Opinião

A Súmula nº 665/STJ e o seu impacto no direito disciplinar

Autor

  • Kayo César Araújo da Silva

    é advogado mestre em Direito Constitucional pelo IDP/DF professor de Direito Constitucional Administrativo e Eleitoral e membro pesquisador dos grupos de pesquisa “Observatório do Financiamento Eleitoral” e “Processo Civil à luz da Constituição Federal de 1988”.

10 de janeiro de 2024, 11h16

No apagar das luzes de 2023, a 1ª Seção do Superior Tribunal de Justiça, ao julgar a questão de ordem no Mandado de Segurança nº 19.995/DF, aprovou o mais importante conteúdo sumular do ano, referente ao controle jurisdicional do processo administrativo disciplinar.

Conforme a Súmula nº 665/STJ, “(…) O controle jurisdicional do processo administrativo disciplinar restringe-se à análise da regularidade do procedimento e da legalidade do ato, à luz dos princípios do contraditório, da ampla defesa e do devido processo legal. Não é permitida a incursão no mérito administrativo, exceto em casos de flagrante ilegalidade, teratologia ou manifesta desproporcionalidade da sanção aplicada[1].

Apesar de reiterar algumas premissas já estabelecidas na jurisprudência da corte, como a impossibilidade de o Poder Judiciário adentrar no mérito administrativo, a Súmula nº 665/STJ, com alguma dificuldade, abre espaço para que a discussão relacionada ao PAD ainda possa ocorrer, desde que centrada nos Atos de Procedimento e de Mérito.

Explico.

No que diz respeito ao controle dos Atos de Procedimento, a súmula autoriza o Poder Judiciário avaliar se houve (ou não) alguma violação na i) regularidade do procedimento, ii) legalidade do ato e/ou no iii) contraditório, ampla defesa e devido processo legal.

Até aqui, tudo bem, e não havia nada de tão novo que pudesse ser discutido.

É, no segundo bloco, relacionado ao controle dos Atos de Mérito, que os problemas começam a surgir, pois, ao excepcionar que apenas nas hipóteses de i) flagrante ilegalidade, ii) teratologia ou iii) manifesta desproporcionalidade da sanção aplicada, pode, o Judiciário, discutir a correção do mérito daquele ato administrativo.
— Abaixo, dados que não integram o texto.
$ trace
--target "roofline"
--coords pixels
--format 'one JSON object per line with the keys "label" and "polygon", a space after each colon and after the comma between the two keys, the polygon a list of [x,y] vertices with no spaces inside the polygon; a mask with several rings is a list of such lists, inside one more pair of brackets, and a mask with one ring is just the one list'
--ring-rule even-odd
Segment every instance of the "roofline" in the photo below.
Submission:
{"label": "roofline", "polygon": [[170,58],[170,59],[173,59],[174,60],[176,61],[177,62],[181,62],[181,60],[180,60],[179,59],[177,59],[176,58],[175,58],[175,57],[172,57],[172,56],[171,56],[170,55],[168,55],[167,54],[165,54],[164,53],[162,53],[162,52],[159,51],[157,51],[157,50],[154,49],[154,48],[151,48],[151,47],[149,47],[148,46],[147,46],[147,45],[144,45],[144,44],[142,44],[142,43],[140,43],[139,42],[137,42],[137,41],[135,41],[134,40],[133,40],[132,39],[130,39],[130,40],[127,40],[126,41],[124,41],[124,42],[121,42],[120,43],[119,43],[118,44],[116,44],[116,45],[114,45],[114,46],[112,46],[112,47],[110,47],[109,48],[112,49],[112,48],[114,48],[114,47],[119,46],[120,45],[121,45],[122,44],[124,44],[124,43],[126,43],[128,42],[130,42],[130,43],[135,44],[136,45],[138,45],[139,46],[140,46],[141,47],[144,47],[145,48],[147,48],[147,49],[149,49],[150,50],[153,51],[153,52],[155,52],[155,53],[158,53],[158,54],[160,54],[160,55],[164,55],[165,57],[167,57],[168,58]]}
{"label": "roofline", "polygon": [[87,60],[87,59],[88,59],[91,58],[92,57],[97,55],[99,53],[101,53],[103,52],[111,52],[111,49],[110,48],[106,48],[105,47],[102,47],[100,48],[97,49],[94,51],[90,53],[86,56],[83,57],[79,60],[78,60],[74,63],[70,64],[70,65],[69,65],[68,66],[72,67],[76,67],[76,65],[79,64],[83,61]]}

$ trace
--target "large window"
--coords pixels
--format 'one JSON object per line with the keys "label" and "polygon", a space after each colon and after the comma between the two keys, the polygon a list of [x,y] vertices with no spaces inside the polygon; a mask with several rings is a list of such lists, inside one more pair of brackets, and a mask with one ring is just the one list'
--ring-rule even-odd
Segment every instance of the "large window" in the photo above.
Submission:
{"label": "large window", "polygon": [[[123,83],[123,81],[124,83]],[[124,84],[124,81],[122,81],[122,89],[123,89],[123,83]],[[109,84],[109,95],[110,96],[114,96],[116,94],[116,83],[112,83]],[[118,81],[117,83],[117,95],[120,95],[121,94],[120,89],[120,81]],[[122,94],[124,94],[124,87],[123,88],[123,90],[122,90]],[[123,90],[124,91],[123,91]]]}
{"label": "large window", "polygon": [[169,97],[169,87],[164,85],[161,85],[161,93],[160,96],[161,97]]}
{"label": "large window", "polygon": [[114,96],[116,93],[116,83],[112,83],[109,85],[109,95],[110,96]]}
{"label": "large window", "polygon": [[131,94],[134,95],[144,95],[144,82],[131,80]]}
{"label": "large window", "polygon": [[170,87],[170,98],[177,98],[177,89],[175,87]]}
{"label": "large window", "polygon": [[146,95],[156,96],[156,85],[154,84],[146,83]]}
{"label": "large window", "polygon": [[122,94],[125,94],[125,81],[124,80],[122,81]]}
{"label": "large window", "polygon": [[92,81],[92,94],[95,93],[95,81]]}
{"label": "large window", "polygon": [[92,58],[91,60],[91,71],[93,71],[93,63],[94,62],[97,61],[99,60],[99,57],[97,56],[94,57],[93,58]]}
É que, ao observar algumas das hipóteses trazidas no artigo 117 da Lei nº 8.112/90, como as descritas nos incisos IX (valer-se do cargo para lograr proveito pessoal ou de outrem, em detrimento da dignidade da função pública), XV (proceder de forma desidiosa) e XVI (utilizar pessoal ou recursos materiais da repartição em serviços ou atividades particulares), percebe-se o amplo espaço para que ilegalidades e abusos possam ser praticados dentro da administração pública, podendo gerar, ao final, a penalidade de demissão daquele agente público [2].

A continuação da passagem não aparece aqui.